By Tangotiger, 10:17 AM

Please don’t say sh!t like that.  This is the reason:

http://www.insidethebook.com/ee/index.php/site/comments/remaining_value_of_contracts/

If you want to evaluate Reyes’ deal, evaluate it in its entirety.  Otherwise, you are giving the Marlins no credit for possibly getting him on a discount for the first three years, but then knocking them for the huge premium in the last two years.  This is the implicit valuation of Reyes by the Marlins:

Year    Wins    $perWin    $Value    $Cost    $Gain(Loss)
2012     4.44      $5.00      $22.2      $17.7      $4.5 
2013     3.94      
$5.25      $20.7      $17.7      $3.0 
2014     3.44      
$5.51      $19.0      $17.7      $1.3 
2015     2.94      
$5.79      $17.0      $17.7      $(0.6)
2016     2.44      $6.08      $14.8      $17.7      $(2.8)
2017     1.94      $6.38      $12.4      $17.7      $(5.3)

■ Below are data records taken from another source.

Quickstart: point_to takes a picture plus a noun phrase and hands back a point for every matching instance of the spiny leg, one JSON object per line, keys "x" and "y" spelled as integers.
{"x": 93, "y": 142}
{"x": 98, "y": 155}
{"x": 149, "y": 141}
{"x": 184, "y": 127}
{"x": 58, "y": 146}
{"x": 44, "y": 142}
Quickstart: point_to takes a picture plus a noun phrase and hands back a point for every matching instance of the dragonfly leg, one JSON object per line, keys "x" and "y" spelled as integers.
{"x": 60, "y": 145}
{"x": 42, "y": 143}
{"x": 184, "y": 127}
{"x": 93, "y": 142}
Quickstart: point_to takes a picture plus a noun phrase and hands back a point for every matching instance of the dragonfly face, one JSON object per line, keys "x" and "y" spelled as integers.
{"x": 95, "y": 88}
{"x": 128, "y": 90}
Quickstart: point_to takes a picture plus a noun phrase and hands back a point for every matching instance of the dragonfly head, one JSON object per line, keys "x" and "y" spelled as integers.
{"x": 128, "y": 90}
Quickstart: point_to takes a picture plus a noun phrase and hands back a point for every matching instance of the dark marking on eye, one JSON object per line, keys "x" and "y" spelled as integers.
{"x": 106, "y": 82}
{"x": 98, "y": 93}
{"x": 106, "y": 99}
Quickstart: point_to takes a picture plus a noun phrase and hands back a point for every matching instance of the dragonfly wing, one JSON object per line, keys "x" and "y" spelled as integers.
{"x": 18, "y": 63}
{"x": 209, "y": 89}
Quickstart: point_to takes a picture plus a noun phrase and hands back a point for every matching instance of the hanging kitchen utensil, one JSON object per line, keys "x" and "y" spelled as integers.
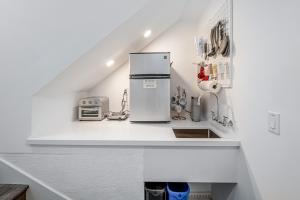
{"x": 212, "y": 40}
{"x": 225, "y": 41}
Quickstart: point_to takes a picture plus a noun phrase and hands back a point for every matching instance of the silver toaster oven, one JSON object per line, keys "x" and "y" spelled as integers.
{"x": 93, "y": 108}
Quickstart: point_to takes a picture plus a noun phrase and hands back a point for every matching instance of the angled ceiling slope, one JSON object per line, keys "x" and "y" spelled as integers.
{"x": 90, "y": 68}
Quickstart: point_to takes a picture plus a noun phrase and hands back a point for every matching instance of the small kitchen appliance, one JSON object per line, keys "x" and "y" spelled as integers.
{"x": 93, "y": 108}
{"x": 150, "y": 87}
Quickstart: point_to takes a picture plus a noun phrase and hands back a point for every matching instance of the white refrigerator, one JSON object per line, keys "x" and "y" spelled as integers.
{"x": 150, "y": 87}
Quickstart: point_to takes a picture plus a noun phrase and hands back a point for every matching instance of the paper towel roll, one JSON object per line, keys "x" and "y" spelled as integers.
{"x": 210, "y": 86}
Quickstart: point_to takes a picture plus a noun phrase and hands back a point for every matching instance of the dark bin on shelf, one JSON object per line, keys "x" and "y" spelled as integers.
{"x": 178, "y": 191}
{"x": 155, "y": 191}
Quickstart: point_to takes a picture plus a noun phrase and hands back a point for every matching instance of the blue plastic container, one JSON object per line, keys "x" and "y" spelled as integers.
{"x": 178, "y": 191}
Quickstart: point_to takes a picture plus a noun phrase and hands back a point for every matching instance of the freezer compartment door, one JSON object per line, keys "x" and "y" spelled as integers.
{"x": 149, "y": 100}
{"x": 149, "y": 63}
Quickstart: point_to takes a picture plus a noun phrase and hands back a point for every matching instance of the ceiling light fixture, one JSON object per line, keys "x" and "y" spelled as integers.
{"x": 147, "y": 33}
{"x": 110, "y": 63}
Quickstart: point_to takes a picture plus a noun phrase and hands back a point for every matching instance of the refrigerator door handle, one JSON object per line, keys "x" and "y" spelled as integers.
{"x": 149, "y": 76}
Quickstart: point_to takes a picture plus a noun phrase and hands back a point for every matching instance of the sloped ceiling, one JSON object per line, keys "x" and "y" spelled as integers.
{"x": 90, "y": 68}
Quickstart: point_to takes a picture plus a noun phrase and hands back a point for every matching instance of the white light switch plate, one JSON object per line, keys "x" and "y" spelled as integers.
{"x": 274, "y": 122}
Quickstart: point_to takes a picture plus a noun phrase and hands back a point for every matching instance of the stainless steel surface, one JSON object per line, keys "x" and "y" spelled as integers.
{"x": 93, "y": 108}
{"x": 149, "y": 87}
{"x": 195, "y": 109}
{"x": 195, "y": 133}
{"x": 149, "y": 104}
{"x": 150, "y": 63}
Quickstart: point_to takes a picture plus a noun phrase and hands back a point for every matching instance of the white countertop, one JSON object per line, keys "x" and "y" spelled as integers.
{"x": 125, "y": 133}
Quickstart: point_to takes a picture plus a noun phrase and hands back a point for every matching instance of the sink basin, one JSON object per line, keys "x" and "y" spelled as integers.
{"x": 195, "y": 133}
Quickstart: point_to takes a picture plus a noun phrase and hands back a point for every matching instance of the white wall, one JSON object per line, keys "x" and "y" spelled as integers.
{"x": 179, "y": 40}
{"x": 39, "y": 39}
{"x": 266, "y": 61}
{"x": 101, "y": 173}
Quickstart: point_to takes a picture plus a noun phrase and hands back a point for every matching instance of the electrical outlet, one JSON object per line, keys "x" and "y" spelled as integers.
{"x": 200, "y": 196}
{"x": 274, "y": 122}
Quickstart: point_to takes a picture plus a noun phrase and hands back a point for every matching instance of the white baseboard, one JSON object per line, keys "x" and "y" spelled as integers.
{"x": 11, "y": 174}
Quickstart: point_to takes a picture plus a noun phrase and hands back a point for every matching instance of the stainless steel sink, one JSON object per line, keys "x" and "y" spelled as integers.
{"x": 194, "y": 133}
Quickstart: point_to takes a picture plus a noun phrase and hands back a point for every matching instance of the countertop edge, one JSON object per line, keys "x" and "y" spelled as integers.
{"x": 65, "y": 142}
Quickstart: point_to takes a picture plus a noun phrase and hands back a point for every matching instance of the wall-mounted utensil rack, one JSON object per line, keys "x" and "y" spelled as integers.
{"x": 225, "y": 64}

So, the Marlins of valuing him as a 4.44 win player in 2012, dropping by 0.5 wins each year.  They also have the value of a win at 5MM$, and increasing that value by 5%.

The net result is that under these assumptions, Reyes will provide a net gain in the first 3 years, a net loss in the last 3 years, such that, overall, he’ll be worth 106MM$.

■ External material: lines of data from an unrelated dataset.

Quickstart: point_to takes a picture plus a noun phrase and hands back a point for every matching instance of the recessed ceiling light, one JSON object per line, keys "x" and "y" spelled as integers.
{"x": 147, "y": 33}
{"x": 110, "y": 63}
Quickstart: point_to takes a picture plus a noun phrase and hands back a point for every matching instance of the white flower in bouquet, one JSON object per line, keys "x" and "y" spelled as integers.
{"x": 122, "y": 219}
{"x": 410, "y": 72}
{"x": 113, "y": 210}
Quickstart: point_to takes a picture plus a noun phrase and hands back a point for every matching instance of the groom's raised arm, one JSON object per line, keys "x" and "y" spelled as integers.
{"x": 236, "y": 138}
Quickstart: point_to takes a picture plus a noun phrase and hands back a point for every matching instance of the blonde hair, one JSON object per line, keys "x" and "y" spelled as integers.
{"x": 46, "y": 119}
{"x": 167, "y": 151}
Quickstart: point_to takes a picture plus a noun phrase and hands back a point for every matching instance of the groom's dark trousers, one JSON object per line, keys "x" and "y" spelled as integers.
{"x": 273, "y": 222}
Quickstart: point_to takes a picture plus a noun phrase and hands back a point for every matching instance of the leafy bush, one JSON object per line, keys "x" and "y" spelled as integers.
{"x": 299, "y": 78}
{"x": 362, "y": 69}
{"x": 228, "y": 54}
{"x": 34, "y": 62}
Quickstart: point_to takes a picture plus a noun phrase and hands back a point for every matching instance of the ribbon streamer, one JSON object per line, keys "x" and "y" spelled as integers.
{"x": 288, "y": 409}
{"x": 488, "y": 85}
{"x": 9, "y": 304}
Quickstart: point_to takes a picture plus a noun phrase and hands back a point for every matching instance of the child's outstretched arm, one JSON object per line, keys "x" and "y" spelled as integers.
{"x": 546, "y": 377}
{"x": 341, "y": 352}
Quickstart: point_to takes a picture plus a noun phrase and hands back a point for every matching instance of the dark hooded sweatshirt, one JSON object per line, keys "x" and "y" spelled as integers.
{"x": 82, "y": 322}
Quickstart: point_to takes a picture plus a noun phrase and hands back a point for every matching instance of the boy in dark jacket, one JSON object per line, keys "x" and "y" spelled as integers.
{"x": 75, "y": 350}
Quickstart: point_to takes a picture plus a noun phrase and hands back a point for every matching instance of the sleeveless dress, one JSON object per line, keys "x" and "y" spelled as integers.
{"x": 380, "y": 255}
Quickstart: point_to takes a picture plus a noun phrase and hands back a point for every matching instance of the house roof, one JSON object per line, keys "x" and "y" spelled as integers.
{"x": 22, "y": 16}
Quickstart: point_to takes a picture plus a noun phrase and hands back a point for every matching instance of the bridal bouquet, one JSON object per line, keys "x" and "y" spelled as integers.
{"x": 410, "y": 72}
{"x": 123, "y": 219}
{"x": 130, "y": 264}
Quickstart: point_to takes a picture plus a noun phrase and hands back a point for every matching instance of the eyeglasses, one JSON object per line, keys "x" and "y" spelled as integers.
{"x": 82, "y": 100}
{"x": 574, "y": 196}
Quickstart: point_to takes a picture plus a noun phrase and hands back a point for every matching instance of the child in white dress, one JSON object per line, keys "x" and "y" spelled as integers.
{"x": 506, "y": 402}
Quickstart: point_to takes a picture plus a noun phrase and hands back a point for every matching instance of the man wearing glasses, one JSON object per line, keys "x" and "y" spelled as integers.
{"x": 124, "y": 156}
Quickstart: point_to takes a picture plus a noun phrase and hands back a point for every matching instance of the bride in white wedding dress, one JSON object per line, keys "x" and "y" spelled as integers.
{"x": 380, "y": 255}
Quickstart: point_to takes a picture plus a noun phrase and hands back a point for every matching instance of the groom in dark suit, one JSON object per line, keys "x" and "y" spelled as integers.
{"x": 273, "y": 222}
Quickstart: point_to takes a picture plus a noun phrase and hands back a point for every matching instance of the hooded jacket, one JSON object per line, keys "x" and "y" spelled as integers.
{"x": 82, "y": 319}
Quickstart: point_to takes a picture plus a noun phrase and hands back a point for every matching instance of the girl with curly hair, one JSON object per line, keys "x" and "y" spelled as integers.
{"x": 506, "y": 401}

Now, you can go even further and turn this into present value dollars if you like. 

But, never, ever, ever, talk about things like he’ll be a net negative in the last two years of his (or anyone’s) deal.  That’s a “duh” statement.  That’s because Reyes, like all people, are human, and their bodies will break down.


#1    Tangotiger      (see all posts) 2011/12/05 (Mon) @ 11:13

Darn it.  I wish I would have read Dave’s post first, so I wouldn’t have bothered to do the whole write-up and simply linked directly to him:

http://www.fangraphs.com/blogs/index.php/marlins-get-a-potential-bargain-in-jose-reyes/

He went a step or two further by giving more background to what he’d need to do to justify his deal.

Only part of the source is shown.